What’s interested me is that the debate hasn’t seemed to evolve much; since the K2 Intelligence report for the Association of National Advertisers in 2016 the argument has centred around trust, transparency and efficiency (both in cost and processes). Don’t get me wrong, they were — and still are — all valid arguments for in-housing; but since the dawn of the GDPR, I’m surprised data privacy — and more recently consent — hasn’t taken centre stage in the debate.
That’s not to say that the issue has gone unnoticed, as Nicole Ortiz from AdWeek highlighted with EA, but it’s rarely cited as a factor — let alone the driving force — for change. Take into account both the value of clean data to a business as well as the size of the potential fines for GDPR breaches — and there seems to be no issue more central to the debate. With something so important, do you really want control to lie with an external agency? This has been my view for some time now, and it’s only getting stronger the more conversations I have on the topic.
Conversations with brands have highlighted three things. First, that the long arm of procurement is stretching out to data privacy. Having started with marketing, their influence is clearly impacting on decisions around data and consent management. Understanding only the immediate prices of data, they fail to fully appreciate two crucial costs; the first being GDPR fines; the second — more importantly for me — being the long term cost of brand damage from a data privacy issue. As I mentioned in a previous article, consumers these days are highly sensitive to brands behaviour and moral compass — and the damage a breach of consumers’ trust can do to a brand is something that procurement is failing to take into consideration. And before you start thinking that GAFA seem to get away with it — they definitely do — they are merely the exceptions that prove the rule. You’d be foolish to think you’d get so lucky.
The second was how difficult obtaining a consumers’ consent — the way the ICO states — really is. There is a general mistrust and apprehension amongst consumers to knowingly give anyone their data, but your best chance as a brand is doing it directly. Research looking specifically at the UX behind achieving valid consent found the consent notices required would lead to less than 0.1% of users agreeing to the use of third-party cookies. It’s brands, not third parties that have the relationships — outside of GAFA, consumers are clueless to who and what adtech is — meaning your best chance of consent is asking directly.
Thirdly, and perhaps most crucially, was the growing importance of consent in marketers’ minds. There’s been a lot of talk about data being the new oil, given its value and importance to businesses — but for me, consent is really the new oil. Dirty data will do more harm than good for 99% of businesses, so having a users’ consent for that data is what will really make your business tick. Countries have started wars over the ownership of oil; if data, and more importantly a users’ consent for that data, is of equal importance to your business — your business should be in control of it.

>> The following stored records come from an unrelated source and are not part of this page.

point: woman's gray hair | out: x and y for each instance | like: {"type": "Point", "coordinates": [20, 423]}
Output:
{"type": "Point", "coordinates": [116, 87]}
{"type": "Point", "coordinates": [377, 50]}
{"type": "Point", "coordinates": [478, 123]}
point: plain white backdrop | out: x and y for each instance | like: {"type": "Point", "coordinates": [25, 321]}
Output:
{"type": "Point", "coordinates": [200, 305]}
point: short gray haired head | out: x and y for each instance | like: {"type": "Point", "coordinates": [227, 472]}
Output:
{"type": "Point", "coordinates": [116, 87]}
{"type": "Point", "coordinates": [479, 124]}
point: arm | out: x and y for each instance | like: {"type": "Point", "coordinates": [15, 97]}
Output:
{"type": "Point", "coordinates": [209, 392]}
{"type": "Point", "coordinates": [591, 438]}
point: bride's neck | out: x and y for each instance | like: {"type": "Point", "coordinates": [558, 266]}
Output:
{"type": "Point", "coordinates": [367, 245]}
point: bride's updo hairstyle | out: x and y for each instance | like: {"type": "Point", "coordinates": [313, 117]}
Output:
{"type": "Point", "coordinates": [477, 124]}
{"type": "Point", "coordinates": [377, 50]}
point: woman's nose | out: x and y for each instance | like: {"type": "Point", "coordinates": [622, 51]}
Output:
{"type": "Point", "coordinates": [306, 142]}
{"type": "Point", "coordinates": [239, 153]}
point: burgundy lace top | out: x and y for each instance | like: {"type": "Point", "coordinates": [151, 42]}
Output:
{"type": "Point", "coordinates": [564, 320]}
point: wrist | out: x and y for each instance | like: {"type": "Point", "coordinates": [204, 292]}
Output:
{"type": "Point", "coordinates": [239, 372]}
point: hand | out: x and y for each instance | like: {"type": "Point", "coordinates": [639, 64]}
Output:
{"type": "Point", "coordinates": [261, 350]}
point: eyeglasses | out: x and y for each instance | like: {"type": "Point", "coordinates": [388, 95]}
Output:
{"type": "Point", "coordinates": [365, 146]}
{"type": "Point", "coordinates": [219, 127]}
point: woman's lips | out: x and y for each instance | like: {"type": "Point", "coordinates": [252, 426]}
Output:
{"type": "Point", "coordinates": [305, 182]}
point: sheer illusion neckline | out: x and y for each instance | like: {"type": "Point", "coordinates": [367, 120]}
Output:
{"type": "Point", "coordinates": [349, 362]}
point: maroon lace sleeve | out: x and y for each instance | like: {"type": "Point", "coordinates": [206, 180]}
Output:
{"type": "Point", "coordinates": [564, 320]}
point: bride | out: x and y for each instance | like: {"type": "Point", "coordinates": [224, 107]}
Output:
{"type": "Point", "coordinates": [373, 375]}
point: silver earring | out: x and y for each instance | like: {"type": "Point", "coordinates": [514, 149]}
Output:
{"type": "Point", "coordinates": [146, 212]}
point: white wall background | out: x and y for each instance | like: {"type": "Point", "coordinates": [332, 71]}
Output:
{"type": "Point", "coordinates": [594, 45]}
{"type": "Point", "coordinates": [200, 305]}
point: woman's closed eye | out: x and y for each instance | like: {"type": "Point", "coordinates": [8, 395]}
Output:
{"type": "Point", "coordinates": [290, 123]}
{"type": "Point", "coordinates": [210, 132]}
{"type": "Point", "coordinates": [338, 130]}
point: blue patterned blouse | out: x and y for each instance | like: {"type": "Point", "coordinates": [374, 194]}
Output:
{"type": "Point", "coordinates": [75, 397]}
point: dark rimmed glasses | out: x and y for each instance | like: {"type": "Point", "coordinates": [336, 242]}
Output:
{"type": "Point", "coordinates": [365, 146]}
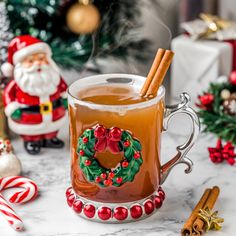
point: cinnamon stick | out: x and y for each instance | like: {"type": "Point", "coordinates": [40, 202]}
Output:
{"type": "Point", "coordinates": [188, 226]}
{"type": "Point", "coordinates": [160, 74]}
{"type": "Point", "coordinates": [198, 225]}
{"type": "Point", "coordinates": [155, 65]}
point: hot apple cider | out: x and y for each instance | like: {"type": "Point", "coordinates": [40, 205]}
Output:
{"type": "Point", "coordinates": [116, 172]}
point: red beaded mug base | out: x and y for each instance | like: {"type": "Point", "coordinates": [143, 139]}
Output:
{"type": "Point", "coordinates": [115, 212]}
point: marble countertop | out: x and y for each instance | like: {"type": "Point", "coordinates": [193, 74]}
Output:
{"type": "Point", "coordinates": [49, 214]}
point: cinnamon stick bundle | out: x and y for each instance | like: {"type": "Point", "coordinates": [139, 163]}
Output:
{"type": "Point", "coordinates": [194, 225]}
{"type": "Point", "coordinates": [157, 73]}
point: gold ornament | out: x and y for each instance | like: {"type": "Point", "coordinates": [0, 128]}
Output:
{"type": "Point", "coordinates": [83, 17]}
{"type": "Point", "coordinates": [211, 219]}
{"type": "Point", "coordinates": [225, 94]}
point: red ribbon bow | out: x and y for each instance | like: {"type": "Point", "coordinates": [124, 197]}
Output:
{"type": "Point", "coordinates": [221, 153]}
{"type": "Point", "coordinates": [107, 138]}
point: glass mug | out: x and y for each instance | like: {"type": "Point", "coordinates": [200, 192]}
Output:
{"type": "Point", "coordinates": [116, 172]}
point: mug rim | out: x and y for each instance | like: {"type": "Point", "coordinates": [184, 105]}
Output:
{"type": "Point", "coordinates": [154, 100]}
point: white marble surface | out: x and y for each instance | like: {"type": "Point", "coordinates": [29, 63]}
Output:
{"type": "Point", "coordinates": [49, 215]}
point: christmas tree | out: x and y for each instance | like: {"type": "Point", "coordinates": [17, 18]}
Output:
{"type": "Point", "coordinates": [48, 20]}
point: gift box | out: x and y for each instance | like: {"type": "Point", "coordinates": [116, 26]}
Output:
{"type": "Point", "coordinates": [199, 62]}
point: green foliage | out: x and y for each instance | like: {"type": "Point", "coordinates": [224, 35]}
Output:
{"type": "Point", "coordinates": [46, 19]}
{"type": "Point", "coordinates": [215, 120]}
{"type": "Point", "coordinates": [95, 169]}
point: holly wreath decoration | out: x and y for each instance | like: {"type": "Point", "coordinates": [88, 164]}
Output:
{"type": "Point", "coordinates": [218, 114]}
{"type": "Point", "coordinates": [116, 140]}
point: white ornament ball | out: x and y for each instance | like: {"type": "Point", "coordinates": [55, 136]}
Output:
{"type": "Point", "coordinates": [9, 165]}
{"type": "Point", "coordinates": [225, 94]}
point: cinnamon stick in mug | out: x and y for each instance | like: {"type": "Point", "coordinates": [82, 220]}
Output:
{"type": "Point", "coordinates": [188, 226]}
{"type": "Point", "coordinates": [155, 65]}
{"type": "Point", "coordinates": [160, 73]}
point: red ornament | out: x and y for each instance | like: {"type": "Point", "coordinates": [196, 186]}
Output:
{"type": "Point", "coordinates": [103, 175]}
{"type": "Point", "coordinates": [78, 206]}
{"type": "Point", "coordinates": [98, 179]}
{"type": "Point", "coordinates": [107, 182]}
{"type": "Point", "coordinates": [81, 152]}
{"type": "Point", "coordinates": [136, 211]}
{"type": "Point", "coordinates": [115, 134]}
{"type": "Point", "coordinates": [100, 131]}
{"type": "Point", "coordinates": [111, 175]}
{"type": "Point", "coordinates": [149, 207]}
{"type": "Point", "coordinates": [119, 180]}
{"type": "Point", "coordinates": [120, 213]}
{"type": "Point", "coordinates": [70, 199]}
{"type": "Point", "coordinates": [127, 143]}
{"type": "Point", "coordinates": [104, 213]}
{"type": "Point", "coordinates": [158, 202]}
{"type": "Point", "coordinates": [136, 155]}
{"type": "Point", "coordinates": [87, 162]}
{"type": "Point", "coordinates": [85, 139]}
{"type": "Point", "coordinates": [125, 164]}
{"type": "Point", "coordinates": [232, 78]}
{"type": "Point", "coordinates": [89, 210]}
{"type": "Point", "coordinates": [221, 153]}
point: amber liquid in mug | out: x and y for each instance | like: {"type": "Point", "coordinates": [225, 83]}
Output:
{"type": "Point", "coordinates": [145, 124]}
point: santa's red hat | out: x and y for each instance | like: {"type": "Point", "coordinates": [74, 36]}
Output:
{"type": "Point", "coordinates": [20, 47]}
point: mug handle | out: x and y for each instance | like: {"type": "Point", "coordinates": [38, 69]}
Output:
{"type": "Point", "coordinates": [182, 150]}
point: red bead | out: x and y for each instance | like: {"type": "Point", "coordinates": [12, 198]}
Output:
{"type": "Point", "coordinates": [115, 134]}
{"type": "Point", "coordinates": [85, 139]}
{"type": "Point", "coordinates": [125, 164]}
{"type": "Point", "coordinates": [87, 162]}
{"type": "Point", "coordinates": [149, 207]}
{"type": "Point", "coordinates": [158, 202]}
{"type": "Point", "coordinates": [136, 155]}
{"type": "Point", "coordinates": [103, 175]}
{"type": "Point", "coordinates": [119, 180]}
{"type": "Point", "coordinates": [69, 191]}
{"type": "Point", "coordinates": [99, 131]}
{"type": "Point", "coordinates": [70, 199]}
{"type": "Point", "coordinates": [120, 213]}
{"type": "Point", "coordinates": [81, 152]}
{"type": "Point", "coordinates": [231, 161]}
{"type": "Point", "coordinates": [98, 179]}
{"type": "Point", "coordinates": [107, 182]}
{"type": "Point", "coordinates": [77, 206]}
{"type": "Point", "coordinates": [232, 78]}
{"type": "Point", "coordinates": [111, 175]}
{"type": "Point", "coordinates": [89, 210]}
{"type": "Point", "coordinates": [136, 211]}
{"type": "Point", "coordinates": [127, 143]}
{"type": "Point", "coordinates": [162, 194]}
{"type": "Point", "coordinates": [104, 213]}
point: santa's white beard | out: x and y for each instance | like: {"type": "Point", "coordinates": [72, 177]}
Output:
{"type": "Point", "coordinates": [35, 83]}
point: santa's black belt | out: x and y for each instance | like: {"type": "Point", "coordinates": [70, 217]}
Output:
{"type": "Point", "coordinates": [43, 108]}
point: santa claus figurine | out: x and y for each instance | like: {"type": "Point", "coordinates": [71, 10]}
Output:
{"type": "Point", "coordinates": [35, 99]}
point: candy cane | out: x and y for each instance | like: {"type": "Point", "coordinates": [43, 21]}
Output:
{"type": "Point", "coordinates": [29, 192]}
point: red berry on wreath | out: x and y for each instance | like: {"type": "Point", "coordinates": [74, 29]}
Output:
{"type": "Point", "coordinates": [111, 175]}
{"type": "Point", "coordinates": [103, 175]}
{"type": "Point", "coordinates": [98, 179]}
{"type": "Point", "coordinates": [207, 99]}
{"type": "Point", "coordinates": [115, 134]}
{"type": "Point", "coordinates": [136, 155]}
{"type": "Point", "coordinates": [119, 180]}
{"type": "Point", "coordinates": [127, 143]}
{"type": "Point", "coordinates": [85, 139]}
{"type": "Point", "coordinates": [125, 164]}
{"type": "Point", "coordinates": [87, 162]}
{"type": "Point", "coordinates": [107, 182]}
{"type": "Point", "coordinates": [99, 131]}
{"type": "Point", "coordinates": [81, 152]}
{"type": "Point", "coordinates": [232, 78]}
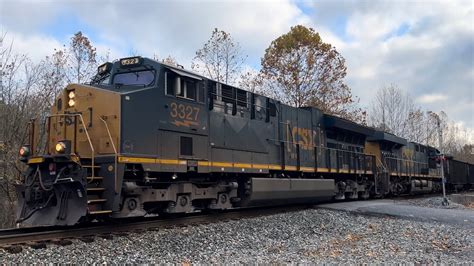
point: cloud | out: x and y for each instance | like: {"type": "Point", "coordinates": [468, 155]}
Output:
{"type": "Point", "coordinates": [431, 98]}
{"type": "Point", "coordinates": [424, 47]}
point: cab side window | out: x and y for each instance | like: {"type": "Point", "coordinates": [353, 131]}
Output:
{"type": "Point", "coordinates": [184, 87]}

Having spoken about the issue at length with agencies, brands in-housing and taking control of data and consent would be a blessing in disguise. Almost across the board, agencies feel the contracts they have in place make the responsibility, and therefore the head on the chopping block for data being gathered compliantly under the GDPR, their clients. It’s an understandable position to take; after all, agencies are buyers of media — it’s easy to follow why it shouldn’t be their risk or responsibility to collect and manage data for their clients.
My discussions with the ICO have made it crystal clear that contracts won’t come to the rescue; everyone in the supply chain will be held equally responsible — something that has failed to resonate with agencies. Brands in-housing data and consent will lift the burden of risk on the agencies, meaning they can get on with doing what they do best — buying media.
Data privacy and consent are the single most pressing issues for our industry, wherever you sit in the ecosystem; there should be nothing more important in the in-housing debate. And for once, brands and agencies should be in complete agreement on the desired outcome.